I ran a multiple regression with several continuous predictors, a few of which came out significant, and I'd like to create a scatterplot or scatter-like plot of my DV against one of the predictors, including a "regression line". How can I do this?

My plot looks like this

D = my.data; plot( D$probCategorySame, D$posttestScore )

If it were simple regression, I could add a regression line like this:

lmSimple <- lm( posttestScore ~ probCategorySame, data=D )
abline( lmSimple ) 

But my actual model is like this:

lmMultiple <- lm( posttestScore ~ pretestScore + probCategorySame + probDataRelated + practiceAccuracy + practiceNumTrials, data=D )

I would like to add a regression line that reflects the coefficient and intercept from the actual model instead of the simplified one. I think I'd be happy to assume mean values for all other predictors in order to do this, although I'm ready to hear advice to the contrary.

This might make no difference, but I'll mention just in case, the situation is complicated slightly by the fact that I probably will not want to plot the original data. Instead, I'd like to plot mean values of the DV for binned values of the predictor, like so:

D[,'probCSBinned'] = cut( my.data$probCategorySame, as.numeric( seq( 0,1,0.04 ) ), include.lowest=TRUE, right=FALSE, labels=FALSE )
D = aggregate( posttestScore~probCSBinned, data=D, FUN=mean )
plot( D$probCSBinned, D$posttestScore )

Just because it happens to look much cleaner for my data when I do it this way.

3
You can't plot against a single predictor without specifying the (static) values of all other predictors for that plot. Can you clarify what you want to display?Carl Witthoft
Clarification added, thanks. I guess I'd tend to go with assuming that all other predictors assume their mean values.baixiwei

3 Answers

10
votes

To plot the individual terms in a linear or generalised linear model (ie, fit with lm or glm), use termplot. No need for binning or other manipulation.
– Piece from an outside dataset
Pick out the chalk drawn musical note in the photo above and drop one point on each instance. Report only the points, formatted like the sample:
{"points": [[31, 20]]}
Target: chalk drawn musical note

# plot everything on one page
par(mfrow=c(2,3))
termplot(lmMultiple)

# plot individual term
par(mfrow=c(1,1))
termplot(lmMultiple, terms="preTestScore")
6
votes

You need to create a vector of x-values in the domain of your plot and predict their corresponding y-values from your model. To do this, you need to inject this vector into a dataframe comprised of variables that match those in your model. You stated that you are OK with keeping the other variables fixed at their mean values, so I have used that approach in my solution. Whether or not the x-values you are predicting are actually legal given the other values in your plot should probably be something you consider when setting this up.

Without sample data I can't be sure this will work exactly for you, so I apologize if there are any bugs below, but this should at least illustrate the approach.

# Setup
xmin = 0; xmax=10 # domain of your plot
D = my.data
plot( D$probCategorySame, D$posttestScore, xlim=c(xmin,xmax) )
lmMultiple <- lm( posttestScore ~ pretestScore + probCategorySame + probDataRelated + practiceAccuracy + practiceNumTrials, data=D )

# create a dummy dataframe where all variables = their mean value for each record
# except the variable we want to plot, which will vary incrementally over the 
# domain of the plot. We need this object to get the predicted values we
# want to plot.
N=1e4
means = colMeans(D)
dummyDF = t(as.data.frame(means))
for(i in 2:N){dummyDF=rbind(dummyDF,means)} # There's probably a more elegant way to do this.
xv=seq(xmin,xmax, length.out=N)
dummyDF$probCSBinned = xv 
# if this gives you a warning about "Coercing LHS to list," use bracket syntax:
#dummyDF[,k] = xv # where k is the column index of the variable `posttestScore`

# Getting and plotting predictions over our dummy data.
yv=predict(lmMultiple, newdata=subset(dummyDF, select=c(-posttestScore)))
lines(xv, yv)
3
votes

Look at the Predict.Plot function in the TeachingDemos package for one option to plot one predictor vs. the response at a given value of the other predictors.